I can’t speak for anyone else’s experience, but the first time watching someone die was, for me, both humbling and awe inspiring. Certainly, it’s surreal watching the machines and inner workings of the body fail, watching the essence of a person fade until a grey-skinned, slack-jawed shell remains. I couldn’t take my eyes away from her and it wasn’t just because of sadness. People die every second of every day, but this was her death. It was important, just like being born, graduating from college, whatever milestone you might celebrate. This was one of those milestones and the fact that we were all able to be there to witness it? That’s extremely humbling.

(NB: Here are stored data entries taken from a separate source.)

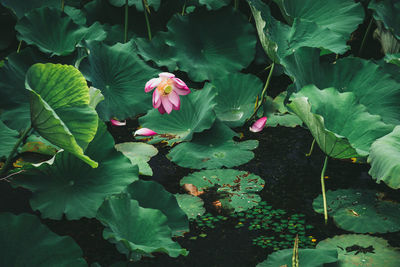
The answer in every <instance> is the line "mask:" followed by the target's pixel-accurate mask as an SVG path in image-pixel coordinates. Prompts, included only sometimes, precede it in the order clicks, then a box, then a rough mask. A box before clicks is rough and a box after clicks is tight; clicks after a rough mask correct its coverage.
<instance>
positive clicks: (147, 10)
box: [142, 0, 151, 41]
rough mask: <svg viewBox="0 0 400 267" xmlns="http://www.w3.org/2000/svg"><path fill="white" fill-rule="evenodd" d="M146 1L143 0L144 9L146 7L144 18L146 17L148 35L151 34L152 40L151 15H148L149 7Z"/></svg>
mask: <svg viewBox="0 0 400 267" xmlns="http://www.w3.org/2000/svg"><path fill="white" fill-rule="evenodd" d="M144 1H145V0H142V4H143V9H144V18H145V19H146V26H147V35H148V36H149V40H150V41H151V28H150V22H149V16H148V15H147V12H148V11H149V9H148V7H147V6H146V4H145V3H144ZM146 10H147V11H146Z"/></svg>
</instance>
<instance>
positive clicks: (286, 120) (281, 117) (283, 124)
mask: <svg viewBox="0 0 400 267" xmlns="http://www.w3.org/2000/svg"><path fill="white" fill-rule="evenodd" d="M286 95H287V92H286V91H284V92H282V93H280V94H279V95H278V96H276V97H275V98H274V99H272V98H271V97H268V96H267V99H266V102H265V103H264V104H263V109H264V113H263V116H266V117H267V118H268V119H267V123H266V124H265V125H266V126H271V127H276V126H278V125H281V126H285V127H296V126H299V125H301V124H302V123H303V122H302V120H301V119H300V118H299V117H298V116H297V115H296V114H293V113H292V112H290V111H288V109H287V108H286V106H285V104H284V101H285V99H286Z"/></svg>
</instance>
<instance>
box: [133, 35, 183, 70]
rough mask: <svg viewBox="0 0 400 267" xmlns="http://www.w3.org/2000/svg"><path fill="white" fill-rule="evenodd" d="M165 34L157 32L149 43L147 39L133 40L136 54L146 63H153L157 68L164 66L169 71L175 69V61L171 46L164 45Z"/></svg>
mask: <svg viewBox="0 0 400 267" xmlns="http://www.w3.org/2000/svg"><path fill="white" fill-rule="evenodd" d="M168 36H169V33H167V32H158V33H157V34H156V35H155V36H154V38H152V39H151V41H149V40H148V38H135V43H136V46H137V49H138V53H139V54H140V55H141V56H142V57H143V58H144V59H145V60H147V61H150V60H151V61H154V63H156V65H157V66H166V67H167V68H168V69H169V70H170V71H173V70H176V69H177V64H176V62H177V59H176V57H175V52H174V50H173V48H172V47H171V46H169V45H168V44H167V43H166V40H167V38H168Z"/></svg>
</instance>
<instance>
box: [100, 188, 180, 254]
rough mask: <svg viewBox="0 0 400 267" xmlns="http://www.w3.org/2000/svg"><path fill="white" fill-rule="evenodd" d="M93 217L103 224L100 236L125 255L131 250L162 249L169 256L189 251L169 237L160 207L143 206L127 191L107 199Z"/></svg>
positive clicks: (149, 252)
mask: <svg viewBox="0 0 400 267" xmlns="http://www.w3.org/2000/svg"><path fill="white" fill-rule="evenodd" d="M96 218H97V219H98V220H99V221H100V222H102V223H103V224H104V225H105V226H106V228H105V229H104V231H103V237H104V238H105V239H108V240H109V241H110V242H111V243H116V244H117V248H118V249H119V250H120V251H121V252H123V253H124V252H126V254H127V256H128V255H130V252H134V254H137V253H139V254H149V253H153V252H164V253H167V254H168V255H169V256H170V257H178V256H179V255H184V256H186V255H187V254H188V251H186V250H185V249H182V248H181V247H180V246H179V244H178V243H176V242H174V241H172V240H171V237H172V233H171V229H170V228H169V227H168V224H167V222H168V218H167V217H166V216H165V215H164V214H163V213H162V212H161V211H159V210H156V209H148V208H142V207H140V206H139V203H138V202H137V201H136V200H133V199H130V198H129V197H128V195H126V194H121V195H117V196H113V197H110V198H108V199H106V200H105V201H104V203H103V205H101V207H100V208H99V211H98V213H97V215H96Z"/></svg>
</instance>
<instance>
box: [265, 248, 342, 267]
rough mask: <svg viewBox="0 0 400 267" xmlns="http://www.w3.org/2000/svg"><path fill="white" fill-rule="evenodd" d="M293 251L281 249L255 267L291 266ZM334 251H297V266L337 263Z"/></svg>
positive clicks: (330, 249)
mask: <svg viewBox="0 0 400 267" xmlns="http://www.w3.org/2000/svg"><path fill="white" fill-rule="evenodd" d="M292 257H293V249H283V250H279V251H277V252H274V253H272V254H270V255H269V256H268V258H267V259H266V260H265V261H263V262H261V263H259V264H257V267H279V266H285V265H286V266H291V264H292ZM337 261H338V253H337V251H336V249H334V248H333V249H305V248H301V249H299V266H307V267H323V266H325V265H324V264H327V263H332V262H337Z"/></svg>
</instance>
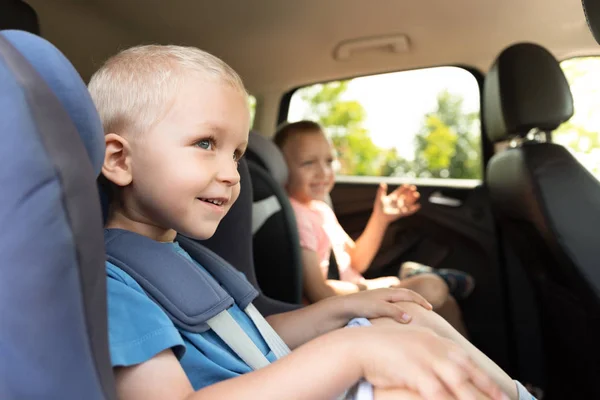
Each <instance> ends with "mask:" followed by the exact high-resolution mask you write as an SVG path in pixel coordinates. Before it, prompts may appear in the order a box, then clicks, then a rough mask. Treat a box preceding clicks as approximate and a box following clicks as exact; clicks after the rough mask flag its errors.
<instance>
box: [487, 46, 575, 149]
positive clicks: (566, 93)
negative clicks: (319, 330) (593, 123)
mask: <svg viewBox="0 0 600 400" xmlns="http://www.w3.org/2000/svg"><path fill="white" fill-rule="evenodd" d="M483 96H484V98H483V103H484V104H483V106H484V110H483V111H484V114H483V118H484V120H485V125H486V129H487V134H488V137H489V138H490V140H491V141H492V142H498V141H503V140H507V139H510V138H511V137H514V136H521V137H523V136H525V135H527V133H528V132H529V131H531V129H534V128H538V129H540V130H542V131H552V130H554V129H556V128H557V127H558V126H559V125H560V124H562V123H563V122H565V121H567V120H568V119H569V118H571V116H572V115H573V97H572V95H571V90H570V88H569V84H568V82H567V79H566V77H565V75H564V73H563V71H562V69H561V67H560V64H559V63H558V61H556V59H555V58H554V56H552V54H550V53H549V52H548V51H547V50H546V49H544V48H543V47H541V46H538V45H536V44H532V43H520V44H515V45H513V46H510V47H508V48H507V49H505V50H504V51H503V52H502V53H500V55H499V56H498V58H497V59H496V61H495V62H494V64H493V66H492V68H491V69H490V71H489V73H488V75H487V76H486V78H485V84H484V94H483Z"/></svg>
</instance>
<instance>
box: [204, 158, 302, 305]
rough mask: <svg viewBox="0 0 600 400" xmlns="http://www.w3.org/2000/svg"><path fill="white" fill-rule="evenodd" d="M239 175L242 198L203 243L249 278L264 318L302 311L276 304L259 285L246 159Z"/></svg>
mask: <svg viewBox="0 0 600 400" xmlns="http://www.w3.org/2000/svg"><path fill="white" fill-rule="evenodd" d="M239 173H240V182H241V190H240V196H239V197H238V199H237V201H236V202H235V203H234V204H233V206H232V207H231V209H230V210H229V212H228V213H227V215H226V216H225V218H223V220H222V221H221V223H220V224H219V227H218V228H217V231H216V232H215V234H214V235H213V236H212V237H211V238H210V239H208V240H203V241H201V242H200V243H201V244H202V245H203V246H205V247H207V248H209V249H210V250H212V251H214V252H215V253H217V254H218V255H219V256H221V257H223V258H224V259H225V260H226V261H227V262H229V263H230V264H231V265H233V266H234V267H236V268H237V269H238V270H239V271H241V272H242V273H244V275H246V278H247V279H248V280H249V281H250V283H251V284H252V285H253V286H254V287H255V288H256V289H257V290H258V291H259V293H260V294H259V296H258V297H257V298H256V300H254V305H255V306H256V308H257V309H258V310H259V311H260V312H261V313H262V314H263V315H264V316H269V315H272V314H278V313H282V312H286V311H291V310H295V309H297V308H299V306H298V305H297V304H291V303H286V302H284V301H279V300H274V298H271V297H270V296H268V295H265V293H263V292H262V290H261V289H262V286H261V285H260V284H259V282H258V281H257V278H256V273H255V263H254V257H253V245H252V242H253V240H252V220H253V216H252V212H253V209H252V193H253V185H252V181H251V179H250V171H249V168H248V163H247V162H246V161H245V160H244V159H242V160H241V161H240V165H239Z"/></svg>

I felt stunned by how beautiful it was. In the most new agey way possible I was struck by the most intense feeling of awe and grace. It’s like watching a campfire after the sun has long since set and you’ve already made all your s’mores. The embers are growing dimmer and dimmer and you know at some point they’ll flicker and fade out completely. Your skin prickles with goosebumps as the cool air nips at your arms. You can’t turn your eyes away because it’s mesmerizing and beautiful how the light ripples just beneath the surface of what used to be whole twigs and logs. You hear the owls, crickets, and frogs chorus around you, accompanied by an occasional murmur from the people beside you. Time feels insignificant and while you’re aware of the world, your focus is still on that fire. You don’t want to miss its last flicker. The moment the fire is completely extinguished is the moment the vigil ends; you look up at the faces around you and see tired, old eyes. There isn’t much to say, but hugs are shared and a final round of a camp song is sung. The notes ring true and clear in the night before you turn and leave the fire pit. The world is quiet, the earth is still, and above you, the stars seem extraordinarily bright.